Reducing Transaction Costs
Analog systems have historically come with high transaction fees. By removing the need for administrative activity, NFTs [and the technology behind them – blockchain] have the potential to drastically reduce transactions fees. This may also increase capacity to perform larger transaction volumes as well.
Anyone involved in a transaction related to an NFT remains attached to the ledger. Maintaining this record offers a level of transparency and security that we’ve never seen before in digital transactions. These records are permanent and unalterable meaning things like stolen card information and identity theft could become a thing of the past.
Proof of Ownership
Imagine eliminating all middlemen in the sale of your home – mortgage brokers, lawyers, agents. This means the elimination of fees in the sale process. Furthermore, the sale of your home could become as simple as your standard B2C transaction.

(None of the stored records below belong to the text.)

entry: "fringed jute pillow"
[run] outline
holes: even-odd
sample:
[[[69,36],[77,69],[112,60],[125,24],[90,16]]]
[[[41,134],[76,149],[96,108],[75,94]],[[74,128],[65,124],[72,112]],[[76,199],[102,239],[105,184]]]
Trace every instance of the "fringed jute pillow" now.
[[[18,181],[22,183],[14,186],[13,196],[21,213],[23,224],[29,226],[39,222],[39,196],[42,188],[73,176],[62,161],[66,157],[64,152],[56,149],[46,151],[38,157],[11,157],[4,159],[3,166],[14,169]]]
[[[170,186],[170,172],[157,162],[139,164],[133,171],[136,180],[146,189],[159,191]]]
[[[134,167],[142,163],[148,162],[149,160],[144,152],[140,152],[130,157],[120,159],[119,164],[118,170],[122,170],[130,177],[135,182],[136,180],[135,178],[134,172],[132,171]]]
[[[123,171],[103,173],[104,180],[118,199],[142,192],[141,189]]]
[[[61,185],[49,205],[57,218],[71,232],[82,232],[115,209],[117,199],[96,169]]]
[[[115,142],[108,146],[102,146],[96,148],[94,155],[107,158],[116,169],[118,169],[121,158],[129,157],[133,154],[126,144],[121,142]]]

The ownership of the home would shift from you to the new owner via a transaction on the blockchain. And that record of ownership would remain connected to the home indefinitely.

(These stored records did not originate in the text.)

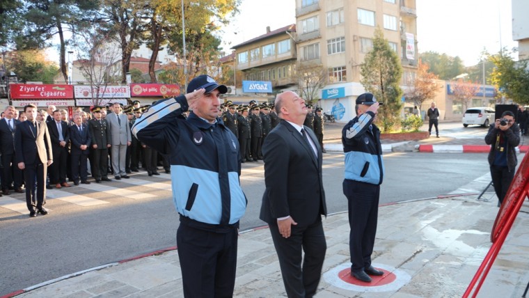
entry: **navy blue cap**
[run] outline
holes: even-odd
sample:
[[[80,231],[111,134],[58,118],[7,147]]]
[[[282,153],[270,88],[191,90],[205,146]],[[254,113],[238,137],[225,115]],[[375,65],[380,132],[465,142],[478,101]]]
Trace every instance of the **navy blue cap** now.
[[[215,89],[219,89],[219,92],[221,94],[228,92],[228,87],[224,85],[219,85],[212,77],[203,74],[191,80],[187,85],[187,93],[191,93],[195,90],[202,89],[203,88],[206,89],[206,93],[210,93]]]
[[[356,104],[367,104],[371,105],[377,102],[377,99],[374,98],[374,95],[372,93],[365,93],[361,94],[356,97]],[[382,102],[379,102],[379,104],[384,104]]]

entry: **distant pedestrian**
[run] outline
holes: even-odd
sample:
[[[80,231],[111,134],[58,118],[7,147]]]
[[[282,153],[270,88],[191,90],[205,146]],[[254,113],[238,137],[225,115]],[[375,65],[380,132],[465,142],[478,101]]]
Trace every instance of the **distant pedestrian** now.
[[[379,104],[371,93],[356,98],[356,117],[342,130],[345,152],[343,193],[347,197],[351,275],[366,283],[384,272],[371,265],[384,166],[380,130],[374,124]]]
[[[436,107],[435,107],[435,102],[432,103],[432,107],[428,109],[428,119],[429,119],[429,125],[428,125],[428,133],[429,133],[430,135],[432,135],[432,125],[435,126],[435,133],[437,135],[437,137],[439,137],[439,130],[438,128],[438,125],[439,124],[439,110],[437,109]]]
[[[239,142],[218,117],[224,85],[200,75],[187,93],[159,101],[132,132],[170,158],[176,233],[186,297],[231,297],[235,285],[239,221],[246,200],[239,184]],[[181,117],[192,110],[187,119]]]
[[[496,119],[491,124],[485,136],[485,143],[491,145],[489,164],[492,184],[501,204],[514,178],[518,164],[516,147],[520,143],[520,127],[514,123],[514,113],[505,111],[502,113],[501,119]]]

Instead of having to track down proof of ownership – for your home and other assets – the information would all be accessible on the blockchain. Forging ownership would become nearly impossible once this system becomes fully implemented.
Security and Personal Data
The unique characteristics of NFTs make them ideal for use in data and sophisticated identification software. An NFT can pair virtual assets stored on the network with the individuals who are using them. By pairing assets directly to users, there is no need for a third party to be involved in transactions on the network. This direct connection between asset and user establishes a whole new level of data security that will revolutionize the way we use the internet.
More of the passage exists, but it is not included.